Trying to understand the different selfhosted monitoring solutions

dr_robot · 2 years ago

Trying to understand the different selfhosted monitoring solutions

@vegetaaaaaaa · edit-2 2 years ago

I am more interested in being able to observe metrics for each node individually rather than in aggregate.

This requirement makes me think netdata would be a good solution. In my current setup, each host has its own netdata dashboard and manages its own health checks/alarms.

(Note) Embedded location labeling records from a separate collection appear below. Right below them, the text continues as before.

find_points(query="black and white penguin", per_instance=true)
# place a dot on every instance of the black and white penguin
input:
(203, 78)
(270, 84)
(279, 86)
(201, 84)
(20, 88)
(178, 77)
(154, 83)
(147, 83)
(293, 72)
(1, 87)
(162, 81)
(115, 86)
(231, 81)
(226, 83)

I have also enabled streaming which sends metrics from all hosts to a “parent/master” netdata instance from which I can see all metrics from all hosts without checking each dashboard individually.

However, it looks like it does not store the metrics for very long.

I still have to look into this, in the past it was certainly true and you had to setup a prometheus instance to store (and downsample, who needs few-seconds resolution for one year old metrics) metrics for long-term archival - but looking at the documentation right now, it looks possible to store long-term metrics in the netdata DB itself, by moving old metrics to a lower-definition storage tier: https://learn.netdata.cloud/docs/configuring/optimizing-metrics-database/change-how-long-netdata-stores-metrics

An important additional advantage is that it comes packaged on Debian (all my machines run Debian).

Same. However I install and update it from their third-party APT repository - it’s one of the rare cases where I prefer upstream releases to Debian stable packages, the last few upstream releases have been really nice (for example I’m not sure the new tiered retention system is availabel in the v1.37.1 Debian stable package)

My automated installation procedure (ansible role) is here if you’re interested (start at tasks/main.yml and follow the import_tasks).

dr_robot · 2 years ago

Thanks a lot for these tips! Especially about using the upstream deb.